In a 2003 ballot initiative, Washington voters rescinded the ergonomics rule, which was strongly opposed by a coalition of businesses.

“They made it sound like if you supported ergonomics, you were in favor of people losing their health insurance. All these jobs would be leaving Washington state and people would be on the street without health insurance,” recalls Carter Wright, communications director of SEIU 1199 Northwest in Seattle.

“It was much harder to distort the reality of what the problem is for health care workers,” he says. “We had a really remarkable number of members of our union get involved in a really personal way [by contacting legislators].”

 A mandate with money

The turning point for Washington’s safe patient handling law came when the WSHA switched from opposing to supporting it. Wording was changed; so rather than requiring a “no manual lift” policy, the law requires a “safe patient handling policy.”

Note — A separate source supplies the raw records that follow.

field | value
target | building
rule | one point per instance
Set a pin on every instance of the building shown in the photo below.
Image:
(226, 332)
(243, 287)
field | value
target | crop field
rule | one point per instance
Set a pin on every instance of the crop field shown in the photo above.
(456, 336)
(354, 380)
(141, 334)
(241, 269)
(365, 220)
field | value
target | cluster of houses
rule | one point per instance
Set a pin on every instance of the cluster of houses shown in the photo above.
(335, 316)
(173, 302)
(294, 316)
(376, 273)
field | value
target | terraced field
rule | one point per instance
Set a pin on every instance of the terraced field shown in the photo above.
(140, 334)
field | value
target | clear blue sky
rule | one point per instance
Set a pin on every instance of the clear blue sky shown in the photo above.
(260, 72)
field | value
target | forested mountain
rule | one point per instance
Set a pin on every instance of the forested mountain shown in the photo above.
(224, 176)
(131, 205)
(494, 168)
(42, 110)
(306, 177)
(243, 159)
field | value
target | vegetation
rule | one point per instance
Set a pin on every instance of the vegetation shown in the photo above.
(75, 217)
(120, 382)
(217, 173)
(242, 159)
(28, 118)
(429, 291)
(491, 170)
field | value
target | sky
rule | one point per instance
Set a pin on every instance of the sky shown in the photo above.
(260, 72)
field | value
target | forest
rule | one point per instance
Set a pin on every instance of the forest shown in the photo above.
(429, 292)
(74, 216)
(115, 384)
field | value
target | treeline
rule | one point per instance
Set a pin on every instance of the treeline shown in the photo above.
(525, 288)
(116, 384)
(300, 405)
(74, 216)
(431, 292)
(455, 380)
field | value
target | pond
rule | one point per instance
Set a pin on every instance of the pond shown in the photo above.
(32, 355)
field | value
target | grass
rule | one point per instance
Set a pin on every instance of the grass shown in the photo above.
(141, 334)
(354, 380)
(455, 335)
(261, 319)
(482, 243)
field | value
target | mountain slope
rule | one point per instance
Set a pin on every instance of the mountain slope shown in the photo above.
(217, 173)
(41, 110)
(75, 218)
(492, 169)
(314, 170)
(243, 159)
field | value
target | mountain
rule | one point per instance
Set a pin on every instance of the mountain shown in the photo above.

That ensures that equipment wouldn’t be required for patients who don’t need it, such as infants or those who may be too vulnerable to injury, such as hip replacement patients, says Sauer. “The first version was too open-ended. It said hospitals would have to purchase needed equipment but didn’t say what the equipment would be.”

The final version requires one “readily available” lift per acute care unit, unless the safe patient handling committee determines a lift is not necessary, or one lift per every 10 acute care inpatient beds, or equipment for use by a lift team.

Most importantly, the bill provided the $10 million equipment fund. “This needs to be something that the state is investing in,” says Sauer. The bill passed the state Senate unanimously and the House by a margin of 85-13 and was signed by Gov. Chris Gregoire on March 22.

The hospital association and Washington State Nurses Association will provide education about the bill and safe patient handling to help health care workers change their habits and learn to use the equipment, she says.

The bill affects the state’s 98 hospitals and numerous nursing homes. “We believe that at least a third [of the state’s hospitals] would already be complying with the mandate and probably [doing] more,” says Sauer.

Reference

1. Stubbs DA, Buckle PW, Hudson MP, et al. Backing out: Nurse wastage associated with back pain. Int J Nurs Stud 1986; 23(4): 325-336.

Washington law requires safe patient handling 

According to the Washington safe patient handling law, hospitals must:

  • Create a safe patient handling committee by Feb. 1, 2007. They may assign the duties to an existing committee. At least half the committee members must be “frontline nonmanagerial employees who provide direct care to patients unless doing so will adversely affect patient care.”
  • Establish a safe patient handling program by Dec. 1, 2007, which includes a safe patient handling policy for all shifts and units.
  • Conduct a patient handling hazard assessment that considers “patient handling tasks, types of nursing units, patient populations, and the physical environment of patient care areas.”
  • Develop a method to “identify the appropriate use of the safe patient handling policy based on the patient’s physical and medical condition and the availability of lifting equipment or lift teams.” That includes circumstances in which certain devices would be medically contraindicated for particular patients.
  • Purchase equipment by Jan. 30, 2010, that meets the minimum standards of one “readily available lift per acute care unit on the same floor unless the safe patient handling committee determines a lift is unnecessary in the unit; one lift for every 10 acute care available inpatient beds; or equipment for use by lift teams.”
  • Train hospital staff at least annually on policies, equipment, and devices.
  • Evaluate the program annually, including its impact on musculoskeletal disorder injuries.
  • Consider safe patient handling needs in architectural plans for construction or remodeling of a facility.
  • Develop policies and procedures that allow an employee to refuse “to perform or be involved in patient handling or movement that the hospital employee believes in good faith will expose a patient or a hospital employee to an unacceptable risk of injury.”